LSA senior Rowan Conybeare, the chair of the University of Michigan’s chapter of College Democrats, said she believes the University should not let Richard Spencer have a platform on campus due to his hateful rhetoric tied to racist theories such as ethnic cleansing. She emphasized speech which incites violence should not be considered part of the First Amendment.

“College Democrats acknowledges the importance of free speech in a well-functioning democracy, but speech cannot be free when it works to incite violence and harm students. We expect the University of Michigan not to allow Richard Spencer to speak on campus,” she said. “This is a man who advocates for ethnic cleansing. The University needs to decide whether that kind of rhetoric is worth protecting over the safety and well-being of its marginalized students. Speech that incites violence  which is not constitutionally protected  should not be a partisan issue.”

She then called on College Republicans to protest Spencer as well, as she believes both organizations share the responsibility of fostering an equitable and inclusive campus culture.

“Since the election of Donald Trump, College Republicans has repeatedly insisted that they want to work toward inclusion on campus. If they are committed to this, they should protest with us. Hatred and white supremacy are violent on all sides of politics, and we all share the responsibility of changing our culture. If the University does not move to protect its students, we will step up, protest, and support marginalized students — and we expect other students to join us,” she said.

In an Aug. 16 Facebook post, W. Kent Fuchs, president of the University of Florida, emphasized the decision to deny Spencer was based upon the violence he could incite, especially in the wake of what occurred in Charlottesville, Va.

“This decision was made after assessing potential risks with campus, community, state and federal law enforcement officials following violent clashes in Charlottesville, Va., and continued calls online and in social media for similar violence in Gainesville such as those decreeing: ” ‘The Next Battlefield is in Florida,’” he wrote.

Fuchs adamantly stated although he disagrees with Spencer’s message, the University of Florida is dedicated to fostering a free exchange of ideas and rhetoric.
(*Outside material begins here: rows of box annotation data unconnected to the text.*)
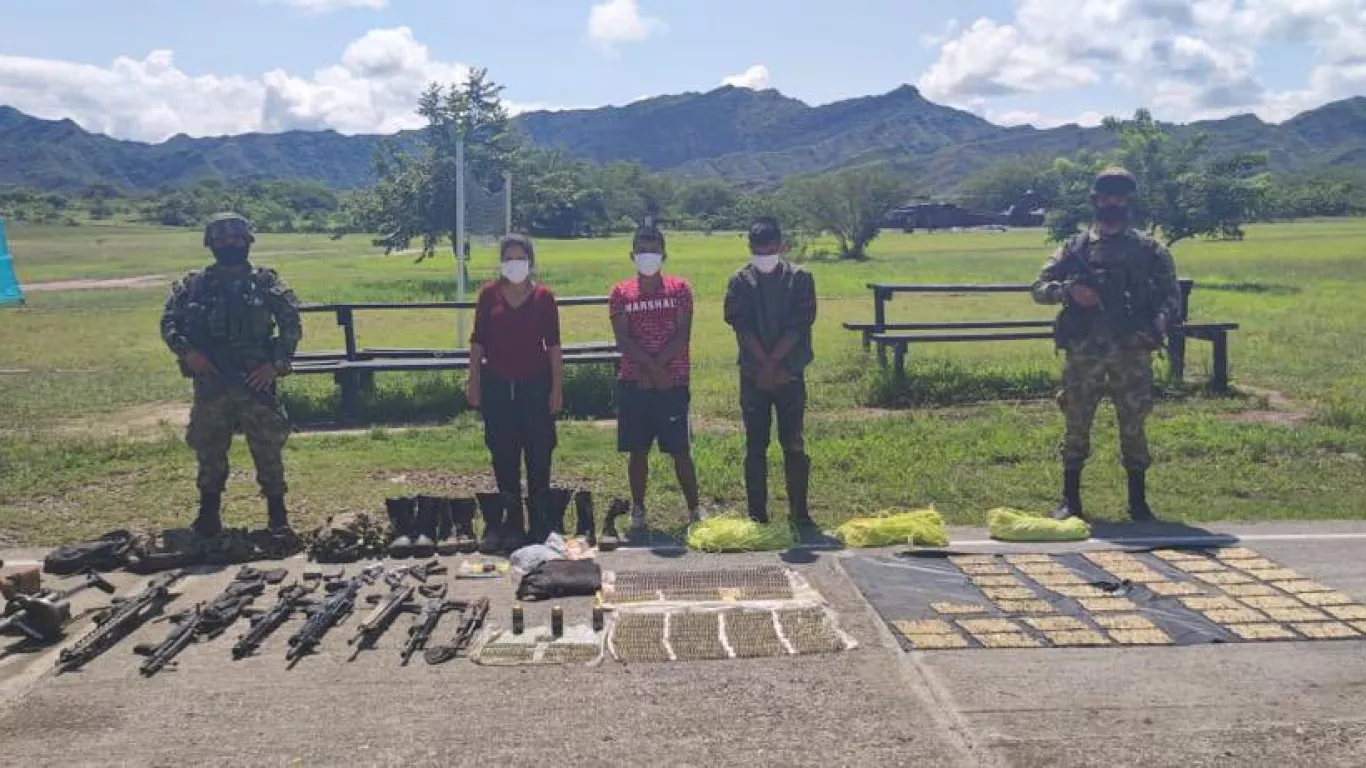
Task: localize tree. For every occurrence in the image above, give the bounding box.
[362,70,520,261]
[784,165,907,260]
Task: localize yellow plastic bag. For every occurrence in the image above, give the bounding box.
[687,515,794,552]
[986,507,1091,541]
[835,510,948,547]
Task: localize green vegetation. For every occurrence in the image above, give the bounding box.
[0,219,1366,544]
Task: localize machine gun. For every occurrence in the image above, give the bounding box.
[422,597,489,664]
[133,568,265,678]
[232,584,317,659]
[348,568,417,661]
[0,571,115,645]
[284,563,384,668]
[57,570,184,674]
[399,584,469,667]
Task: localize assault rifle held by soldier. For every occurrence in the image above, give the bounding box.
[57,570,184,674]
[133,575,265,678]
[284,563,384,668]
[422,597,489,664]
[0,571,115,645]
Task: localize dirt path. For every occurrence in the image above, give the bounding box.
[22,275,171,294]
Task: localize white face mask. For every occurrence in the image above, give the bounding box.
[635,253,664,277]
[750,253,783,275]
[501,258,531,284]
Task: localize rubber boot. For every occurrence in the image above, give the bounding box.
[474,493,503,555]
[744,456,768,523]
[598,499,631,552]
[545,488,574,536]
[1128,469,1157,522]
[447,497,479,553]
[384,497,417,559]
[190,492,223,538]
[411,496,441,559]
[574,491,597,547]
[1053,467,1086,521]
[265,496,290,532]
[503,493,524,552]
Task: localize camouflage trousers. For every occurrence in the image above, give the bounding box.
[186,379,290,496]
[1057,342,1153,471]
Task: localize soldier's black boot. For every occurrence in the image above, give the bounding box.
[1128,469,1157,522]
[574,491,597,547]
[744,456,768,522]
[503,493,524,552]
[190,492,223,538]
[447,497,479,553]
[1053,467,1086,521]
[265,496,290,532]
[413,496,441,559]
[384,497,417,558]
[474,493,503,555]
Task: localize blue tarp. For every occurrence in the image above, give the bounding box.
[0,219,23,305]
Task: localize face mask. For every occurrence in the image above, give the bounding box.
[213,246,250,266]
[501,258,531,284]
[1096,205,1128,224]
[750,253,783,275]
[635,253,664,277]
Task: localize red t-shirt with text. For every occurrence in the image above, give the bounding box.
[608,275,693,387]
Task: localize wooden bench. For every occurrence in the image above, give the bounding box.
[844,279,1239,392]
[292,297,622,415]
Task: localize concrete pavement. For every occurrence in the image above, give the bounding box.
[0,523,1366,767]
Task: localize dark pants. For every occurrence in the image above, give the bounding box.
[740,374,811,521]
[479,373,557,499]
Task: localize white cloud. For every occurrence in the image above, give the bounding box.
[918,0,1366,120]
[589,0,664,51]
[721,64,769,90]
[0,27,542,141]
[260,0,389,14]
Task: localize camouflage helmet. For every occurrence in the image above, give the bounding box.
[1091,165,1138,195]
[204,212,255,247]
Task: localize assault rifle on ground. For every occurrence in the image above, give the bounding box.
[0,571,115,645]
[57,570,184,674]
[133,570,265,678]
[232,584,317,659]
[399,584,469,667]
[422,597,489,664]
[284,563,384,668]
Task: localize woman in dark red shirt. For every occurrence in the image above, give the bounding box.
[466,235,564,552]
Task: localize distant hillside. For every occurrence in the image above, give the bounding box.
[0,86,1366,190]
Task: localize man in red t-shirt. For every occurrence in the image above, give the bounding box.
[609,224,699,533]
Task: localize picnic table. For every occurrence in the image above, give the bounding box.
[844,277,1239,392]
[292,297,622,415]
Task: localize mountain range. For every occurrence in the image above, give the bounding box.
[0,86,1366,191]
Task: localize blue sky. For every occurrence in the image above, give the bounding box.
[0,0,1366,141]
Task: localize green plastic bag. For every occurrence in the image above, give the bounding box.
[687,515,794,552]
[835,510,948,547]
[986,507,1091,541]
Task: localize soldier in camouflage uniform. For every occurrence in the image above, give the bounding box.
[1031,168,1182,521]
[161,213,303,537]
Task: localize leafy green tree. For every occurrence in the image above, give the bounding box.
[784,165,907,260]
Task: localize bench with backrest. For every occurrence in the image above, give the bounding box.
[844,279,1238,392]
[294,297,622,414]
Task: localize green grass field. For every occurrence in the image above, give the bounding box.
[0,220,1366,544]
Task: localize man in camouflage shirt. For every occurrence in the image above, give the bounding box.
[161,213,303,537]
[1031,168,1182,521]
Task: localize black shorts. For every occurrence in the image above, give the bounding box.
[616,381,693,455]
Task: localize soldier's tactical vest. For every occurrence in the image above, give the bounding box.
[182,269,276,370]
[1053,226,1157,350]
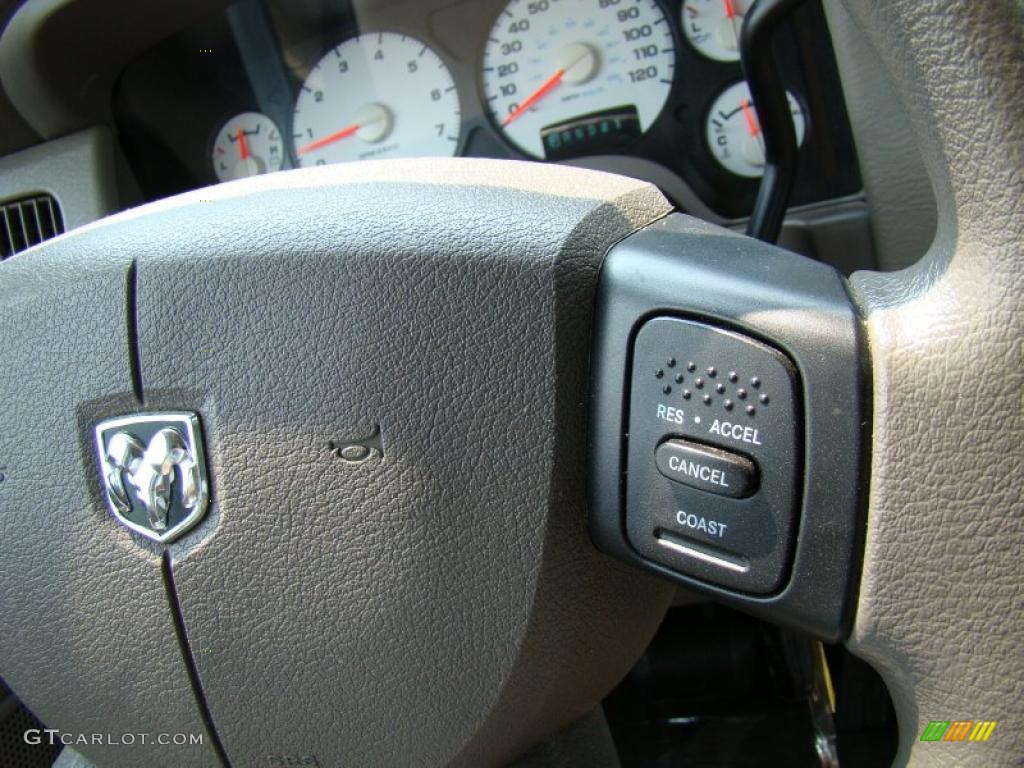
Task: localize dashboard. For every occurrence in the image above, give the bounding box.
[113,0,861,220]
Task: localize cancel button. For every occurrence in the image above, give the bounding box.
[654,440,758,499]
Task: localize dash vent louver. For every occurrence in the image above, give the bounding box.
[0,195,63,260]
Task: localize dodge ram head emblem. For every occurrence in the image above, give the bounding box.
[96,413,209,544]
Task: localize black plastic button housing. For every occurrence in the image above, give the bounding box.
[626,317,801,595]
[590,214,870,641]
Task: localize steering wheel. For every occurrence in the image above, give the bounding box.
[0,0,1024,766]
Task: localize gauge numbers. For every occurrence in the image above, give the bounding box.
[292,32,461,166]
[482,0,675,158]
[706,81,806,178]
[211,112,285,181]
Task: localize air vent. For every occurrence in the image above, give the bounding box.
[0,195,63,259]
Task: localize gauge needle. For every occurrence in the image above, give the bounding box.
[239,128,249,160]
[502,68,567,125]
[722,0,739,48]
[745,98,761,138]
[295,123,362,155]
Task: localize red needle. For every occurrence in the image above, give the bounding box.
[239,128,249,160]
[295,123,362,155]
[739,98,761,136]
[502,70,565,125]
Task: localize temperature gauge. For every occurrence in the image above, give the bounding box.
[212,112,285,181]
[682,0,754,61]
[706,81,806,178]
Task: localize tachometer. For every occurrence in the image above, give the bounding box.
[292,32,460,166]
[483,0,675,159]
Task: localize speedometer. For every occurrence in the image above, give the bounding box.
[292,32,460,166]
[482,0,675,160]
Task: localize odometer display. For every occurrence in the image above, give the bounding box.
[483,0,675,158]
[541,106,640,160]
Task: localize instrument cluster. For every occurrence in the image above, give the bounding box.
[114,0,860,218]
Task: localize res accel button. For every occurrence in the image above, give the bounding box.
[654,440,757,499]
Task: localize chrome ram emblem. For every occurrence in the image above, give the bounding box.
[96,413,209,544]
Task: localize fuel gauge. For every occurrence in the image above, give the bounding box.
[682,0,754,61]
[212,112,285,181]
[706,80,807,178]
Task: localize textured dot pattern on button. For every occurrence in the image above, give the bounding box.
[654,356,771,417]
However, in the case of Spencer, these ideas would put students in imminent danger of violence.

“I find the racist rhetoric of Richard Spencer and white nationalism repugnant and counter to everything the university and this nation stands for,” he wrote. “That said, the University of Florida remains unwaveringly dedicated to free speech and the spirit of public discourse. However, the First Amendment does not require a public institution to risk imminent violence to students and others.” 
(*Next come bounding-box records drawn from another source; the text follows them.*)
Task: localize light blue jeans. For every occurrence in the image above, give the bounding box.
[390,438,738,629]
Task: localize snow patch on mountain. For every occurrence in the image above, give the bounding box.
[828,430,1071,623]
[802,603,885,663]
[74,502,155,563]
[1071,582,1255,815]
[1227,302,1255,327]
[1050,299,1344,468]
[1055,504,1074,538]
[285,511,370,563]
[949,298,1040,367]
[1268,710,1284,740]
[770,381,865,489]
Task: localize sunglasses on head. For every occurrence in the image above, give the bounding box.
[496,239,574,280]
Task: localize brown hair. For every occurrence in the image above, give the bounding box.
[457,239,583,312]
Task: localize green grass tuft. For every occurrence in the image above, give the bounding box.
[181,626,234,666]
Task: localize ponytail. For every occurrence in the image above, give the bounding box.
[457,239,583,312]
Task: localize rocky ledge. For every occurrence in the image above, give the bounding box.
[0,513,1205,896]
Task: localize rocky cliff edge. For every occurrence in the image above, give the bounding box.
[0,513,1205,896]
Despite the lack of institutional support for Spencer presenting his beliefs at the University of Florida, he was permitted to speak after Spencer’s lawyer, Gary Edinger, threatened to sue the University on first amendment grounds.

On October 19, Spencer spoke at the University of Florida amidst an outpouring of protests and disruptions in the event venue.

This intense analysis of the safety of allowing certain speakers on campus comes in the wake of the violence that occurred in August 2017 Charlottesville — where white nationalists and neo-Nazis planned a “take America back” rally, but were met with resistance from counterprotesters. In the ensuing chaos, Ohio resident James Alex Fields Jr. drove his car into the crowd, killing 32-year-old counterprotester Heather Heyer.

When interviewed by The Daily in 2016, LSA senior Grant Strobl, founding chairman of the University of Michigan’s chapter of Young Americans for Freedom, emphasized his organization was not affiliated with the “alt-right,” though it has invited controversial speakers, such as Ben Shapiro, who has also spoken out against Richard Spencer, to speak before.

“Conservative ideas undermine and are not compatible with the alt-right,” he wrote in an email. “Conservatism has no place for racism.”

Fitzgerald said the University will consider Spencer’s request to visit.

“The university will carefully consider this request, paying close attention to the safety and security of our community,” he wrote.